A: It is generally recommended to use a power supply that is specifically designed for the brand and model of your computer. However, if you are knowledgeable about power supply compatibility and have ensured that the form factor and connectors match, it is possible to use a non-HP power supply in an HP desktop computer.

Q: How do I know if my power supply is compatible with my motherboard?

A: To determine compatibility, you need to check the form factor and connectors of both the power supply and the motherboard. Refer to the documentation or specifications of your motherboard and power supply to ensure they are compatible.

Q: Can I upgrade the power supply in my HP desktop computer?

A: Yes, you can upgrade the power supply in your HP desktop computer if you need more power to support additional components or higher-end hardware.
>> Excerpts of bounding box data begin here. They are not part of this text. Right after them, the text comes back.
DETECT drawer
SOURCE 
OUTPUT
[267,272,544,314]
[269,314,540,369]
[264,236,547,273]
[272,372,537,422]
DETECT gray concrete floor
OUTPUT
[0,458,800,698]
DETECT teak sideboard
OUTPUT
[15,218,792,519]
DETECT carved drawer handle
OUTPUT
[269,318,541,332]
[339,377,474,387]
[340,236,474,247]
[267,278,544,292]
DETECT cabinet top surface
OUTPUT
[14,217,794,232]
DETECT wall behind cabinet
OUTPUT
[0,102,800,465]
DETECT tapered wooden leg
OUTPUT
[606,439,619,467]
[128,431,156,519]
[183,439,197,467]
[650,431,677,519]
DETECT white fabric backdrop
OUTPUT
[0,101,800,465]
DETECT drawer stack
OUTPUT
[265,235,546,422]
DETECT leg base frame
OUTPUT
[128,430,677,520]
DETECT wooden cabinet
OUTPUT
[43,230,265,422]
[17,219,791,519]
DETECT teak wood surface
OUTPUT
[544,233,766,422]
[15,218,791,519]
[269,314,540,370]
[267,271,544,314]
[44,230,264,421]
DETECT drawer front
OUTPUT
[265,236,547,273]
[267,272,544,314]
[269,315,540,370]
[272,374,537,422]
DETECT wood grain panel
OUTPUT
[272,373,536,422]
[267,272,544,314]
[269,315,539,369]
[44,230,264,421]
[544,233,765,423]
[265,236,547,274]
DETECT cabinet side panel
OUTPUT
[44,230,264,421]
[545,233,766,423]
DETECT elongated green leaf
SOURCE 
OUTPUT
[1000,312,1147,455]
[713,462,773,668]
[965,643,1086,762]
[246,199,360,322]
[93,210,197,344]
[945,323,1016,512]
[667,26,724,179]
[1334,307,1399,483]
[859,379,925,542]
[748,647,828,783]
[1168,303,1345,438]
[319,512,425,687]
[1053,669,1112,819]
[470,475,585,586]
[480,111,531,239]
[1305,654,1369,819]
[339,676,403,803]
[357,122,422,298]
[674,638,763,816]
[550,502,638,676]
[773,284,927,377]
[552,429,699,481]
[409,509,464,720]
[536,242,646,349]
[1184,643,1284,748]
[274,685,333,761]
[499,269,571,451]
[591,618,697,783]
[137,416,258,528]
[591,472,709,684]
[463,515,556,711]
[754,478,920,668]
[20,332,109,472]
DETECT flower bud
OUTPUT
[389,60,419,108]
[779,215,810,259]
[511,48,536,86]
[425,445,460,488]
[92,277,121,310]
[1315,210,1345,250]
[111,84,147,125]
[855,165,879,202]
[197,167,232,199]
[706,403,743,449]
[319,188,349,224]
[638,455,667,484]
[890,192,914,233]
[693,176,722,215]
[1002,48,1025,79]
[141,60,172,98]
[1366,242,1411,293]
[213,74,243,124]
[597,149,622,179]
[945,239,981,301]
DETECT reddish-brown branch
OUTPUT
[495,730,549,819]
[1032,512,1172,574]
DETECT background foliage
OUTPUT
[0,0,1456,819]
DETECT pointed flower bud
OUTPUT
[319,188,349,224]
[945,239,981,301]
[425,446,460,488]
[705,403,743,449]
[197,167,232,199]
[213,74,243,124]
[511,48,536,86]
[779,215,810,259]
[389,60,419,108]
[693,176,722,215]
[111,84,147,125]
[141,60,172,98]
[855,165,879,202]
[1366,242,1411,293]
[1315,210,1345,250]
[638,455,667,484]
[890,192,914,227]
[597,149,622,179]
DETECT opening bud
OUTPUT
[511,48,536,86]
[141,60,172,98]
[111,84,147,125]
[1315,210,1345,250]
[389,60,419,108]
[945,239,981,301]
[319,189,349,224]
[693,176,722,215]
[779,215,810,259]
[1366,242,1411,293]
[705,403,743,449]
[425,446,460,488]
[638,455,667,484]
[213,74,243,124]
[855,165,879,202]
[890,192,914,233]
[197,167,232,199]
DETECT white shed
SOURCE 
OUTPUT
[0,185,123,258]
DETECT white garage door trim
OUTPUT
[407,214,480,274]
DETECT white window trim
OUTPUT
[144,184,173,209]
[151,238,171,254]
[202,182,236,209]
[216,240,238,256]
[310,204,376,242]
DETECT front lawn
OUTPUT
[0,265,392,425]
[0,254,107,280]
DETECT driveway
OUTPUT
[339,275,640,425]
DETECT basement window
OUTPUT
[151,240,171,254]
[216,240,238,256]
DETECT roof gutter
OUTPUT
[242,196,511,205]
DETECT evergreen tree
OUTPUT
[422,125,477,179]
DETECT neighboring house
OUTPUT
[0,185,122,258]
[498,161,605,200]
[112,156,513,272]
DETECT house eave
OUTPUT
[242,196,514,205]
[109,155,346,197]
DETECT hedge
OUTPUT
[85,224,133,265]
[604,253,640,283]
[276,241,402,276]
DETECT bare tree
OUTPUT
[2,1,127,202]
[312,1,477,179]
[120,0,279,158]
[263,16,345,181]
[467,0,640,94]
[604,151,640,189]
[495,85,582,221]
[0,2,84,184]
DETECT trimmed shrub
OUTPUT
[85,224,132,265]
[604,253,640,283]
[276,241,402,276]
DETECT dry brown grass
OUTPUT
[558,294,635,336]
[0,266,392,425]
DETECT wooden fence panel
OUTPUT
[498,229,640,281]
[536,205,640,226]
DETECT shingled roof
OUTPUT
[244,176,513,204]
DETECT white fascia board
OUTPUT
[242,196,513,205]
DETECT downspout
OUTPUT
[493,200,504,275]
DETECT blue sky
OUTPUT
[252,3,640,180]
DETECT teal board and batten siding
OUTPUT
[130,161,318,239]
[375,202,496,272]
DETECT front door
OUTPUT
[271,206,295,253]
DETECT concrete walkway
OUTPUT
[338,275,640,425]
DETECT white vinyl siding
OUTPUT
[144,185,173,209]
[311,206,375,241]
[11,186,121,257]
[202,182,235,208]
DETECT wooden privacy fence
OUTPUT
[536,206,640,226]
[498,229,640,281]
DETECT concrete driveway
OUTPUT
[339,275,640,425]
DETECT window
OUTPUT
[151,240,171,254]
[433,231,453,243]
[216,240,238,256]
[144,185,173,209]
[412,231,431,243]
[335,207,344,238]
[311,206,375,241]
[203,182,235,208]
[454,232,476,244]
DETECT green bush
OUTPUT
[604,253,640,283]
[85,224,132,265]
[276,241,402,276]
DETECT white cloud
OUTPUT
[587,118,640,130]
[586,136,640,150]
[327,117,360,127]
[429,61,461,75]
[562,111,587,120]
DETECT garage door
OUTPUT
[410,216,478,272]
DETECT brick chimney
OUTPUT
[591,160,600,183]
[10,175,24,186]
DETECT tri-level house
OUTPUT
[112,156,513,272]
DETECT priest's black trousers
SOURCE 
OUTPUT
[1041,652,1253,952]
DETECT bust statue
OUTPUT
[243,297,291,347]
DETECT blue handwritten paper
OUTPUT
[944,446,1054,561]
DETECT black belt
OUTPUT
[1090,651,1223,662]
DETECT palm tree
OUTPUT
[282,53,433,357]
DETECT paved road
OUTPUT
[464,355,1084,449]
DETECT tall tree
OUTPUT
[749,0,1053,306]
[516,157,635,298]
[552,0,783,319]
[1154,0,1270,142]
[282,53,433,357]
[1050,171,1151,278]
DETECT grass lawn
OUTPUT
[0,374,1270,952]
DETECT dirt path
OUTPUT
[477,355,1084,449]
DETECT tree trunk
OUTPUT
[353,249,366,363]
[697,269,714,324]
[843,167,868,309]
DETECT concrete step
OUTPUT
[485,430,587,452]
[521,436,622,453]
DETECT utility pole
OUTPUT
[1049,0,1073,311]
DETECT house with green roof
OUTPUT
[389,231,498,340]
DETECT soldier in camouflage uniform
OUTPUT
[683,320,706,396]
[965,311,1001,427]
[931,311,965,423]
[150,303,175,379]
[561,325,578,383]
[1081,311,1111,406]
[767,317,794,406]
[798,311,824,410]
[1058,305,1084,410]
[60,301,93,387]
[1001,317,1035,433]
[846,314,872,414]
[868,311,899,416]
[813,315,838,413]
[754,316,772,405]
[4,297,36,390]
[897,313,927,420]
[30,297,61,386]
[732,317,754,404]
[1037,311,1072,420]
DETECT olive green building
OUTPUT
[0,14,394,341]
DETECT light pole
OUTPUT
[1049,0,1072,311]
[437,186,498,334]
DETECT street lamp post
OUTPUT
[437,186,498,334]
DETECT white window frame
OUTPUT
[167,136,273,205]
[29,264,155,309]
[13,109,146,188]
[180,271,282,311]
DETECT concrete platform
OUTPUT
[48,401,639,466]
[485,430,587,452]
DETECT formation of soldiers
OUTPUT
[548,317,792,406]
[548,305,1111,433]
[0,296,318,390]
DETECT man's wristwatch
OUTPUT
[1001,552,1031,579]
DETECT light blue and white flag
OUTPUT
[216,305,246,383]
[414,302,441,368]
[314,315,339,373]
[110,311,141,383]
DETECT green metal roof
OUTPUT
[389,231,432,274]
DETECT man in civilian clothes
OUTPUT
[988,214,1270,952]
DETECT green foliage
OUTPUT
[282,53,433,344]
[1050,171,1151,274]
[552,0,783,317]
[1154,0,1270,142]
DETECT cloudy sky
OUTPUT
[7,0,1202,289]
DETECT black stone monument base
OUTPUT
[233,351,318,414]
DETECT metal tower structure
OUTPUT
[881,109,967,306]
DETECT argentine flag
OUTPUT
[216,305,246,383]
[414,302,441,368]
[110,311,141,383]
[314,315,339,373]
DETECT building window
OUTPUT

However, it is important to ensure compatibility with the motherboard and other components in your computer.

Q: What should I consider when choosing a power supply for my desktop computer?

A: When choosing a power supply, you should consider factors such as wattage, efficiency, form factor, and the number and type of connectors available. It is also important to choose a reputable brand and ensure that the power supply meets the necessary certifications and safety standards.

The power supply unit is a crucial component in any desktop computer, including HP desktops. Understanding the different power supply form factors, connectors, and compatibility is essential when it comes to choosing and replacing a power supply. By ensuring that the power supply is compatible with the motherboard and other components, you can ensure the proper functioning and performance of your desktop computer.